Hi everyone, I am looking for good film/video production program in Canada. I am from other country, so it is hard to choose for me. I have already known that a lot of school it is just useless wasting of money and I want to choose correct school. Please help me with my choice. (I am looking for 2 years not very expensive program) Any comments will be helpful for me, thank you
P.S maybe it is possible to find good non expensive program in the US?


----------



## jyotirmay (Feb 21, 2017)

Hey! What a co-incidents! i am looking for some information like this but i want some information by comparing two film schools! Ok thats my problem i will find it soon. Now lets answer your question.

There are few Universities offer Bachelor Degree Film Production Program. These are quite expansive for international student. University of British Columbia, Simon Fraser University, Rayerson University, York University and Of course The Concordia University. Concordia Uiversity is less expansive compare to other University which cost around $21000 CAD.
Well all of these Universities offer 4 Years degree but one thing is common in these Universities and that is "Competitive"
It's not easy to get acceptance to there. You have to submit your Portfolio and there is limited Seat available for the students (Both for Domestic and International). Concordia University is the first University in Canada that offers Bachelor degree in Film Production. There facility is unparalleled and Best of course. They have only 60 Seat for the students. Last year there are 600 Students applied in this program (Including me haha) . They required the creative works. By the way my portfolio has reacted last year and this year i applied again. York University has the largest studio in Canada compare to other University. Well in a short it's very difficult to get acceptance in Universities.

Now lets take a look upon some hope! There are many College offered Diploma and Advanced diploma in Film Production.
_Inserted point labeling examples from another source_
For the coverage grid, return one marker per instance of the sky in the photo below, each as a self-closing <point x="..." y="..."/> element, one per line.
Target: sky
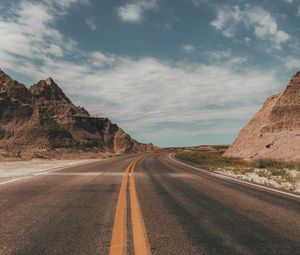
<point x="170" y="72"/>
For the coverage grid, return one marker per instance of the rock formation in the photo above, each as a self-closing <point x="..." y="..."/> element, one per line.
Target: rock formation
<point x="43" y="122"/>
<point x="274" y="132"/>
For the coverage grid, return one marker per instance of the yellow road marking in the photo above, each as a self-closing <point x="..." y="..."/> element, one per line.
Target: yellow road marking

I would like to take some name ofcourse..

Confederation College -2 Year Film Program

Niagara College -3  Year Advance Diploma program- Broadcasting - Radio, TV and Film ( You can choose Film Production)

Sault College- 2 year Diploma in Film Production ( No industry equipment access except few DSLR Camera but offer some workshop with high standard equipment)

Centennial College -  3 Year Advance Diploma Broadcasting - Radio, Television, Film & Digital Media ( Combine study in Television and Film)

Senecca College - Offers Same as Centennial College

Humber College- 4 Year Bachelor Degree in Film Production ( No industry equipment except some DSLR and other cameras)

Loyalist College- 3 Year Advance Diploma Program in Film and TV Production (Combined)

And at last

Sheridan College - 4 year Bachelor Degree and It's considered among the best College in Film Production program but it's quite expansive International tuition around $26000 CAD. Highly competitive as Universities and it requires to submit a particular portfolio based on their topic . I have been seeing since last 2 years that they require to submit 2 minute short film on the topic "Water"

There are few more college may exist that offers film program but above list is best compare to other.There are other very popular film schools such as Vanucover film school and Torronto film school but they takes too much Tuition.

The above low cost college has low tuition fee around $14000 CAD-$16000 CAD and most interesting thing is ... They are not competitive even they don't require to submit a portfolio (except Centennial and Senneca). These two required portfolio but do not worry Amature level work will be accepted in any film schools in Canada including Universities. They just want to see your endavbours to create something Artistic.

I have applied Concordia, Cinfederation,Centinnial,Niagara and Sault college and Till now i got accepted letter from Sault and Confederation college and My portfolio has been accepted in Centennial college now they will evaluate my academic result and give me a decision.If i get accaptance from Concordia then it will be a dream come true!! I worked hard to build my portfolio for that University and compare to previous accepted portfolio my work is good for sure! but i said there are only 60 Seats! so it will be to competitive!

Well if you ask me then i would like to recommend you to apply at Confederation college. They just began to accept student for upcoming FALL. They Trained students with Arri Alexa camera.There tuition is around $16000 CAD but if you need more less tuition college then Apply at Niagara College there tuition is around $14000 CAD. But be careful almost all the College and University offer only one season per year that's and most of them accept student in FALL season. All other university application has closed now they open the application in October and closed in February 1 (Few of them closed in January 15) . The colleges accept student till July but better to apply early because few of the colleges has a deadline to equal consideration date if you apply after that date then you will be served first come first serve service! Centinnial college does the same after February 1 but they have not started it because still
they have sufficient amount of seat .

Well this is it. Hope it's helped. feel free to asked me any question if required.


----------